Building: Grand Hotel Mediterraneo
Room: America del Nord (Theatre I)
Date: 2013-10-31 09:35 AM – 09:45 AM
Last modified: 2013-10-05

Abstract


Phylogenetic information is structured as tree (topology + branch lengths). There is no unique neither complete way to transform this information in a scalar or vectorial numerical variable. This complexity makes the difficult to reuse method for both the analysis and the archiving from other field of science. This causes the flourishing of ad hoc data format and metric of comparisons not necessarily well grounded or particularly efficient.  I advocate that a correct numerical representation of a phylogenetic tree for a given problem should guide development in the field. I will show 2 applications also implemented in the BioVeL to illustrate the point.

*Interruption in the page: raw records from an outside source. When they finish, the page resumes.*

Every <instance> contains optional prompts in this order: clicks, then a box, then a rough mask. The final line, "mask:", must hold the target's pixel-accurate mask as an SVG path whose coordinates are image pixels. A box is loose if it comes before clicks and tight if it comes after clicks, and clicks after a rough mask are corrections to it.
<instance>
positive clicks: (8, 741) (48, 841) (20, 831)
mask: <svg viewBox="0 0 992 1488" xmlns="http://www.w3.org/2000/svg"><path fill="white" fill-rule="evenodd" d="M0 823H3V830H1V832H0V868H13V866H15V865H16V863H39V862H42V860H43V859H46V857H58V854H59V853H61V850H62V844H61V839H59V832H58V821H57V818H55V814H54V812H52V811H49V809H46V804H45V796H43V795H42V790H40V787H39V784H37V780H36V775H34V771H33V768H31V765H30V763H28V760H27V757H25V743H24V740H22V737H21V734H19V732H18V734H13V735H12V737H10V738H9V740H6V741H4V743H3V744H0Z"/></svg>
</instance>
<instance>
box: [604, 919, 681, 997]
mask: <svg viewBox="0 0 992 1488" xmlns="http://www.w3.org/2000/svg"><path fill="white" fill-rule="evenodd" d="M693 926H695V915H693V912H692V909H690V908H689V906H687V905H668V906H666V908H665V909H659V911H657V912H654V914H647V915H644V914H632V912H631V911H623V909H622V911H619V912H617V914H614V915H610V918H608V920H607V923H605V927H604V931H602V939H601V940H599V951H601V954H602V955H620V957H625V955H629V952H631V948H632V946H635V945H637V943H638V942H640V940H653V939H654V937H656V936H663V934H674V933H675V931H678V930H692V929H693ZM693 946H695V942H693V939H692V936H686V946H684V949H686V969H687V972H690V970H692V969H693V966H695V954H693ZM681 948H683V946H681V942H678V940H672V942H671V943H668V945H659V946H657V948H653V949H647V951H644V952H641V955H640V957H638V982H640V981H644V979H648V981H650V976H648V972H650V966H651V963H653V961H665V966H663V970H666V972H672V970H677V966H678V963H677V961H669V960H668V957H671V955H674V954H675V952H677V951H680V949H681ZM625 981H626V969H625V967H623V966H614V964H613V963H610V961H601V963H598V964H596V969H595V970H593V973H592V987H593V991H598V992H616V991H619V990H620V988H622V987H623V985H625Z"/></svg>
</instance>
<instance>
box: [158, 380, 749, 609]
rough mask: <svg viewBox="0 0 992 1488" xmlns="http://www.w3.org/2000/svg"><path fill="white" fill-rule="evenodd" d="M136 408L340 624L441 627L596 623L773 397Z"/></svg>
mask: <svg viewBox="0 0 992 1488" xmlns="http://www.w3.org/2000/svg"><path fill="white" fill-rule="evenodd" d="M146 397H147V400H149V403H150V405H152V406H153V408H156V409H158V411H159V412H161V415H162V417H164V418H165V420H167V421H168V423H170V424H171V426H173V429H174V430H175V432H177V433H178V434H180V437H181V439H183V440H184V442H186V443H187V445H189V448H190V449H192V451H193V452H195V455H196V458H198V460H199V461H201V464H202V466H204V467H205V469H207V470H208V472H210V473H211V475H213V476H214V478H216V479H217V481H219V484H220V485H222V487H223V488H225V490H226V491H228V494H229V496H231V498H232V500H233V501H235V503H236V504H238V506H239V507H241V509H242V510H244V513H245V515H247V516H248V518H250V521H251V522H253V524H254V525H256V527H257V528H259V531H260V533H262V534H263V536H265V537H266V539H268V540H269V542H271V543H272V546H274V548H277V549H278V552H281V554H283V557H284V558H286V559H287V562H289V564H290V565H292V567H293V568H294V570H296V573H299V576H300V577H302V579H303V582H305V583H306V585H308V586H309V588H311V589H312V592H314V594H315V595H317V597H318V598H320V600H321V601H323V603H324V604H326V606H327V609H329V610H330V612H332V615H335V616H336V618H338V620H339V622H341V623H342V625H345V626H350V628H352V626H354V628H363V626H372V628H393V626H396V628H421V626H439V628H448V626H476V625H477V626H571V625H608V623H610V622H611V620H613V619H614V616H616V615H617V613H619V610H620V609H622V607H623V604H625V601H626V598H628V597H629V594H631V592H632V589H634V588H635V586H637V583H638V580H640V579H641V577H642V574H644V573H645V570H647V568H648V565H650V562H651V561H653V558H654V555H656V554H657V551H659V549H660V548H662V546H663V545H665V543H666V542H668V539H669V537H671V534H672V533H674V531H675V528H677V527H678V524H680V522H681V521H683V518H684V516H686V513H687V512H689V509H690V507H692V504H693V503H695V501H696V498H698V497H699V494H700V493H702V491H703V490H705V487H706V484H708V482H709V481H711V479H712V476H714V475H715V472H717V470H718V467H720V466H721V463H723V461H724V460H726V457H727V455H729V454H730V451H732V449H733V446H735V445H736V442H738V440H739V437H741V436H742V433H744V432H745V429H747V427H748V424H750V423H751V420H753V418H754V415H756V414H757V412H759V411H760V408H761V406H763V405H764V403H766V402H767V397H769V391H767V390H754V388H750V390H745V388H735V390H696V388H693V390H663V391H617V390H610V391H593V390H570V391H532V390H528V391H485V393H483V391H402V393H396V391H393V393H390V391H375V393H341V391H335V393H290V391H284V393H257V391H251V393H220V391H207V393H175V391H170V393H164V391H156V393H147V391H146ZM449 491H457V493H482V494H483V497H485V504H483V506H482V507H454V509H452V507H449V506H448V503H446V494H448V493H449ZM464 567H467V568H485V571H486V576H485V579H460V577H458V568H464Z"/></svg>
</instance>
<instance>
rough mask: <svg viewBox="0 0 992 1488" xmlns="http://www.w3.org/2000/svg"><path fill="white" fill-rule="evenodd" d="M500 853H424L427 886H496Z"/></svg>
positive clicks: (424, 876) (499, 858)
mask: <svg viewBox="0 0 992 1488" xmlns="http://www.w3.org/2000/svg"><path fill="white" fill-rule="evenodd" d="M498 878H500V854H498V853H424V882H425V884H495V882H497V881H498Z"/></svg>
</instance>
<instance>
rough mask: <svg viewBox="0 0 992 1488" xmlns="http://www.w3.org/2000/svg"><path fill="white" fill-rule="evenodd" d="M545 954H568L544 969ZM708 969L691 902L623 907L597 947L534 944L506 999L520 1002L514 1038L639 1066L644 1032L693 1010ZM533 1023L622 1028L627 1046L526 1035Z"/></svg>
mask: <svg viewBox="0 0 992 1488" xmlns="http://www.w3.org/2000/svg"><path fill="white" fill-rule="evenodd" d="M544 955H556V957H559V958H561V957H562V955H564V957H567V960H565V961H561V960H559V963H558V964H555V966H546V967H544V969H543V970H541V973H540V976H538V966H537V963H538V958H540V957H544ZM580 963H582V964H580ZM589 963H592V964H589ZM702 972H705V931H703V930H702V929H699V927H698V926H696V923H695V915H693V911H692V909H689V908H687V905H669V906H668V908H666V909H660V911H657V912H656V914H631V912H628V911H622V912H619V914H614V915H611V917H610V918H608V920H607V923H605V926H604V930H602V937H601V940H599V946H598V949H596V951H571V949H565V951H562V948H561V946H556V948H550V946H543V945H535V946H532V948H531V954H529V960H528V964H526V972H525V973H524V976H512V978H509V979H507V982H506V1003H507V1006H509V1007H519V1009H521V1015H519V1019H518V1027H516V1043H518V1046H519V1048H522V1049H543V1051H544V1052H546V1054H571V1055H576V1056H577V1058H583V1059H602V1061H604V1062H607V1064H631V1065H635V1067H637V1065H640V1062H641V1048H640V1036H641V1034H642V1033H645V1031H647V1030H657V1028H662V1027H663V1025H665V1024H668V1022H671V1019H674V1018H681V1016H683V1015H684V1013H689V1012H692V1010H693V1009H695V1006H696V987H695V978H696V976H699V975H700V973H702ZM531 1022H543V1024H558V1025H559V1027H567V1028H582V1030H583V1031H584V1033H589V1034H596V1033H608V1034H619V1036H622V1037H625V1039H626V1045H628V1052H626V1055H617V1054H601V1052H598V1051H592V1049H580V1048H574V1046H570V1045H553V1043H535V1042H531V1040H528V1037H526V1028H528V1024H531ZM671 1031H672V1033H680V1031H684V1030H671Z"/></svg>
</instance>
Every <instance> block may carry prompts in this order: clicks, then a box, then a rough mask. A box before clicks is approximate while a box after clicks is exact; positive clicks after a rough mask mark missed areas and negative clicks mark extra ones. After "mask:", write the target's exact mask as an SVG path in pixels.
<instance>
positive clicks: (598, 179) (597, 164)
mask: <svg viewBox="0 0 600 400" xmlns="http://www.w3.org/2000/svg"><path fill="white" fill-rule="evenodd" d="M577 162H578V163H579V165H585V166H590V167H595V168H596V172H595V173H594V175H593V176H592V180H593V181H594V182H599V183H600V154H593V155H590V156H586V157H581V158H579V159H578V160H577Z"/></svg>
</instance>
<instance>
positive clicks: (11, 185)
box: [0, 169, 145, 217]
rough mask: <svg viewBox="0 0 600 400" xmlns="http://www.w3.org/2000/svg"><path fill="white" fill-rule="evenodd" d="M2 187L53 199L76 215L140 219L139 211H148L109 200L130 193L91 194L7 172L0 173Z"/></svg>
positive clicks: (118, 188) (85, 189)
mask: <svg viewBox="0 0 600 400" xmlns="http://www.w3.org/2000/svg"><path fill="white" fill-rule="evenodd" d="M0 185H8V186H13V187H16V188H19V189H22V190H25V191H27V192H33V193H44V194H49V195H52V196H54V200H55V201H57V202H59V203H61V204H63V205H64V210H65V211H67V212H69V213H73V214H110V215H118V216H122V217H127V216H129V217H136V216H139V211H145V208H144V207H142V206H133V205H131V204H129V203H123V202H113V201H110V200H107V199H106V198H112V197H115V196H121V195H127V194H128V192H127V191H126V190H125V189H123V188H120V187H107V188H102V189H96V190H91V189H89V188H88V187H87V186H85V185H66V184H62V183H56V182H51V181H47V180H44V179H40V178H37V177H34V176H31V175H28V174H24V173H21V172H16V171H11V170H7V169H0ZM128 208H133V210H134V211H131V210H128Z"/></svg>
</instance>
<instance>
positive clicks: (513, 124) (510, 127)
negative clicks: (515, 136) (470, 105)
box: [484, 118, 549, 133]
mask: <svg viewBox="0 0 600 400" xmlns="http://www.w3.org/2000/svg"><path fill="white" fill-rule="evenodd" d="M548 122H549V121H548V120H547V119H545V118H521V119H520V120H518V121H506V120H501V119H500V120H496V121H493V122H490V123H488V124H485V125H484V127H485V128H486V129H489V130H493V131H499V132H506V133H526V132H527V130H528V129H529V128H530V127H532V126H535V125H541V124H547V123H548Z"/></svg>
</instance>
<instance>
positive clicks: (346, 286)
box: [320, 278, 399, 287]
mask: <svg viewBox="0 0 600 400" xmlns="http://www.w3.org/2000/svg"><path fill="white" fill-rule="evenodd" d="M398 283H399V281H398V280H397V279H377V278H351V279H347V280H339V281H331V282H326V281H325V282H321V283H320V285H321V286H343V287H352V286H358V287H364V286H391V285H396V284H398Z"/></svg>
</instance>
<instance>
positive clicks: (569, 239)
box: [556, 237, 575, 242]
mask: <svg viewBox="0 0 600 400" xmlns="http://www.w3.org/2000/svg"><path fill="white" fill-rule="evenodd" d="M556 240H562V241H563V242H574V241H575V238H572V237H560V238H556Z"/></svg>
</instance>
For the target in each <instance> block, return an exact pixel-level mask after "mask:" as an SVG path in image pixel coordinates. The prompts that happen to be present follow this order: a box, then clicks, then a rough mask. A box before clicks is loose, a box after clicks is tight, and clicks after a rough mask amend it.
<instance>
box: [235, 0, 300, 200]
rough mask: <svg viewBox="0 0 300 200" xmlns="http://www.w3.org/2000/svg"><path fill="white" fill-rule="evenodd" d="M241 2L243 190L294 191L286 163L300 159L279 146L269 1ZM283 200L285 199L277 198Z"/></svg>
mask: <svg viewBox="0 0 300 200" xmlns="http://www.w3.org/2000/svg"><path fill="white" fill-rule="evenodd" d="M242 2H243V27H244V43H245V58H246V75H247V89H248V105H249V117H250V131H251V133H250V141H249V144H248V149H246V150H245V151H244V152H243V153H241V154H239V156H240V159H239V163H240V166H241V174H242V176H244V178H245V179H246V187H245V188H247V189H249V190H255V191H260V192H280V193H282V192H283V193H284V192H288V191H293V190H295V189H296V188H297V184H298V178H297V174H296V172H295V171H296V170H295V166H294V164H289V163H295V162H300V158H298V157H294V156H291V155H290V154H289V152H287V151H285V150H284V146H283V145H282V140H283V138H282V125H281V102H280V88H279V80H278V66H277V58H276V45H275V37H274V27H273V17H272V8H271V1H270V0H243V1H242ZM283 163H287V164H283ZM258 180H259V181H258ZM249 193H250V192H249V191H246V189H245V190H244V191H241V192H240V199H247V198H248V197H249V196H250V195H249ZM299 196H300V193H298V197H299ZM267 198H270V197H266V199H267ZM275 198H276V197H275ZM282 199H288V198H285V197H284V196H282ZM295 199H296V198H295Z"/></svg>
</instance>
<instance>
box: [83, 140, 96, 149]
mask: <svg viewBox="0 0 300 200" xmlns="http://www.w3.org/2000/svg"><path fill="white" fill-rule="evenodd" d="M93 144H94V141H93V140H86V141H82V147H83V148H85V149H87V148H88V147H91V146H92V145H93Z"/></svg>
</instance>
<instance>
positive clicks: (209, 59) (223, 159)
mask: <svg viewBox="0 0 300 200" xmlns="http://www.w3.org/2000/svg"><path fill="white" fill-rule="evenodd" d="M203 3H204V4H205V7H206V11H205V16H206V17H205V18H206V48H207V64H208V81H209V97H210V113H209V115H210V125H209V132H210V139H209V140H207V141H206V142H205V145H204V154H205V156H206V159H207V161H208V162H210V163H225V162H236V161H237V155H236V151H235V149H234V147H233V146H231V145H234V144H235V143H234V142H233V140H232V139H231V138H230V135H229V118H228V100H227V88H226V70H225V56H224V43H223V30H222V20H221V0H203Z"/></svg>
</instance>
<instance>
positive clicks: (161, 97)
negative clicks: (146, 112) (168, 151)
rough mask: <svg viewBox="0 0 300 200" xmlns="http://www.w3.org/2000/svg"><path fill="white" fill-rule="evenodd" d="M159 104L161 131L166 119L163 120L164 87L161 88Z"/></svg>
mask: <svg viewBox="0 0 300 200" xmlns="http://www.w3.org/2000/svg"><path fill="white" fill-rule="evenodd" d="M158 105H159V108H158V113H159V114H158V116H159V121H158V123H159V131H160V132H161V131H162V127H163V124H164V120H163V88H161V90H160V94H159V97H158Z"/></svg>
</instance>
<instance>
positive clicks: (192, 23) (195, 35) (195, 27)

Billera's tree space (Billera et al. 2001) is a geometric tree representation and it is shown to be a correct generalization of Robinson and Foulds distance and to be monotonically correlated with likelihood score in great variety of condition (Battagliero et al. 2011). We applied this metric to define the overlap of tree distribution of independent runs of the MCMC in order to estimate the probability of convergence of the MCMC runs within a Kolmogorov-Smirnov test framework. An effective sample size (ESS) of the tree parameter is produced to estimate correct degree of freedom. The software implementation of the approach is available at http://mblabproject.it/geoks/ while the software is exposed in web service https://www.biodiversitycatalogue.org/rest_methods/115.

The service is used within a workflow (http://www.myexperiment.org/packs/371.html) that includes AIC based method to define partitioned model, Bayesian phylogenetic inference, and a posterior predictive test. This workflow that could be played in the BioVeL portal (https://portal.biovel.eu/) ensure to detect main phylogenetic pitfalls.

Within the context of community diversity it was proposed the phylogenetic entropy (Allen et al. 2009; Chao et al. 2010). This measure defines the uncertainty in finding a given ancestry in an organism at random taken from leaf of a tree. I enlarged this concept to estimate species turnover (beta diversity) across group of samples (http://www.myexperiment.org/workflows/3569.html).

From a research infrastructure point of view, phylogenetic entropy could be used as checksum. In fact beyond the format used the phylogenetic entropy represent a unique scalar number that describe the structure of the tree. A pre-calculated phylogenetic checksum would detect identity between different versions of the same tree and, together with the list of leaf identifier, would form an intrinsic unique identifier.

Using this same prospective, phylogenetic beta diversity estimate, that could be obtained with three tree traversing, two of which could be pre-calculated, could measure the mutual information between a tree structure and a given categorical vector allowing to retrieve tree that better match pattern of a categorical variable.

 

reference

Billera LJ, Holmes SP, Vogtmann K. Geometry of the Space of Phylogenetic Trees. Advances in Applied Mathematics. 2001;27(4):733-767

Battagliero S, Puglia G, Vicario S, et al. An Efficient Algorithm for Approximating Geodesic Distances in Tree Space. IEEE; 2011:1196-1207.

Chao A, Chiu C-H, Jost L. Phylogenetic diversity measures based on Hill numbers. Philosophical transactions of the Royal Society of London. Series B, Biological sciences. 2010; 365(1558): 3599-609.